CACNA1A loss-of-function mutations affect neurogenesis in different ways in human iPSC-derived neural models

CACNA1A encodes the pore-forming α1A subunit of CaV2.1 calcium channel, whose altered function is associated with different neurological disorders including variable forms of ataxia, epilepsy, and migraine. In this study, we generated isogenic iPSC-derived neural cultures carrying two CACNA1A loss-of-function variants differently affecting CaV2.1 isoforms. Morphological, molecular, and functional assays highlighted distinct neurodevelopmental defects.

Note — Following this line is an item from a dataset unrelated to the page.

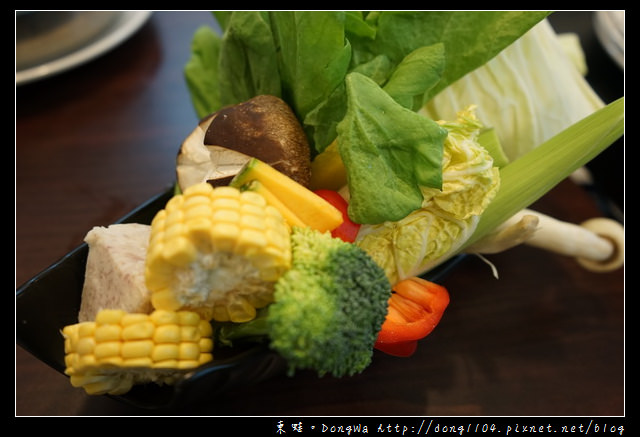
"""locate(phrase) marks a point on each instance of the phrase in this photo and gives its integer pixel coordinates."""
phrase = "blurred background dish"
(609, 27)
(50, 42)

F1491S mutation, which is located in a constitutive domain of the channel, impaired neural induction at very early stages, as demonstrated by changes in migratory capacity and single-cell transcriptomic signatures in neural progenitors, and by defective polarization in neurons. Instead, cells carrying Y1854X mutation, which selectively affects the [EFa] isoform, behaved normally in terms of neural induction but showed altered neuronal network composition and lack of synchronized activity. Our findings highlighted important roles of CACNA1A in mechanisms underlying early neural induction, neuronal maturation, and neural network dynamics. The molecular signatures of isogenic iPSC-derived neural cultures carrying two CACNA1A loss-of-function variants were investigated by scRNA-seq to gain insight into the mechanism underlying these early neurodevelopmental defects.